Нервная система в моем организме превращается в колючую проволоку. И по ней, конечно же, несется ток.
– Хорошо, что ты остался, – выдает тем временем Маринка.
Закинув в рот сразу несколько штук своего любимого шоколадного драже, стынет на мне взглядом. Хорошо, что в том неясном освещении, которое сейчас дает плазма, увидеть выражение глаз проблематично. В остальном же… Лицо я держу.
– Хорошо?
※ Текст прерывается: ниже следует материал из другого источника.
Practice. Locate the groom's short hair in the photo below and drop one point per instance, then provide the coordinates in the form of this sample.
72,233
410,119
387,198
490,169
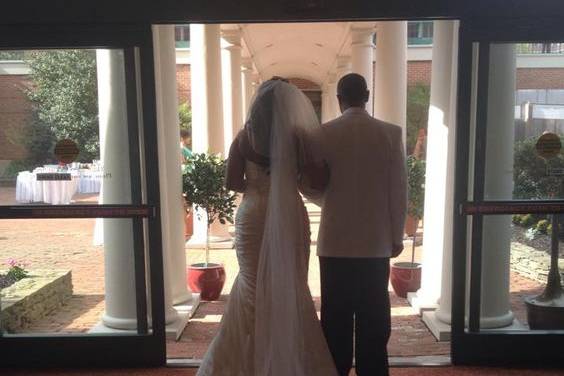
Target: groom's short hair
352,89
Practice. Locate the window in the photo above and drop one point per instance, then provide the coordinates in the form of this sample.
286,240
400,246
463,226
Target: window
419,32
182,36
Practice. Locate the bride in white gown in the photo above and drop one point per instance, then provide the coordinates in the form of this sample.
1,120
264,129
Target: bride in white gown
270,327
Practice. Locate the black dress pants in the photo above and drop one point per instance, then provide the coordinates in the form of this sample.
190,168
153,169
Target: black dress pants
355,304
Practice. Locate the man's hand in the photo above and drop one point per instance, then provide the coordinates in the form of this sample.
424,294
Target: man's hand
397,249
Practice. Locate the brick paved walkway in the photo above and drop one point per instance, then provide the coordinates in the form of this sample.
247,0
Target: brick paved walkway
67,244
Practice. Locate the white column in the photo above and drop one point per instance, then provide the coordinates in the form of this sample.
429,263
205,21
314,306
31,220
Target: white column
119,268
343,68
247,84
325,104
496,310
170,176
390,81
334,110
495,307
207,103
232,86
362,56
439,192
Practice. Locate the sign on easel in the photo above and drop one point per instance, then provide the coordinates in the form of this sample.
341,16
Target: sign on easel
548,145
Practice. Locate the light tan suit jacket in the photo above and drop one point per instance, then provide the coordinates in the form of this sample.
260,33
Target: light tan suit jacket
364,204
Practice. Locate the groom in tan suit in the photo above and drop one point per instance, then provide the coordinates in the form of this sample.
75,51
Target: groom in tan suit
364,206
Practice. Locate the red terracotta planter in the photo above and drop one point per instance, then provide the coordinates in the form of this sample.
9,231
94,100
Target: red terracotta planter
411,225
207,280
405,277
188,225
А чё вдруг? – иронично хмыкаю, упорно не желая принимать благодарность, которую кобра выражает интонациями. – Полчаса назад ты меня с визгами к черту гнала.
Маринка… Она, блядь, выкатывает нижнюю губу и строит ту мимими-гримасу, против которой мой контроль всегда, не прощаясь, валит на хрен.
– Ну, извини… – протягивая это, пододвигается ближе.
– Лады, – резко выдыхаю я.
Съезжаю бедрами к самому краю дивана и вроде как свободно откидываюсь на спинку. На самом же деле с трудом сохраняю неподвижность. Охота если не подорваться и бежать, то хотя бы в нервном припадке заерзать на подушках.
– Жуткая гроза… Наверное, надолго, – высказывая это предположение, Марина жмется мне под бок и опускает на плечо голову.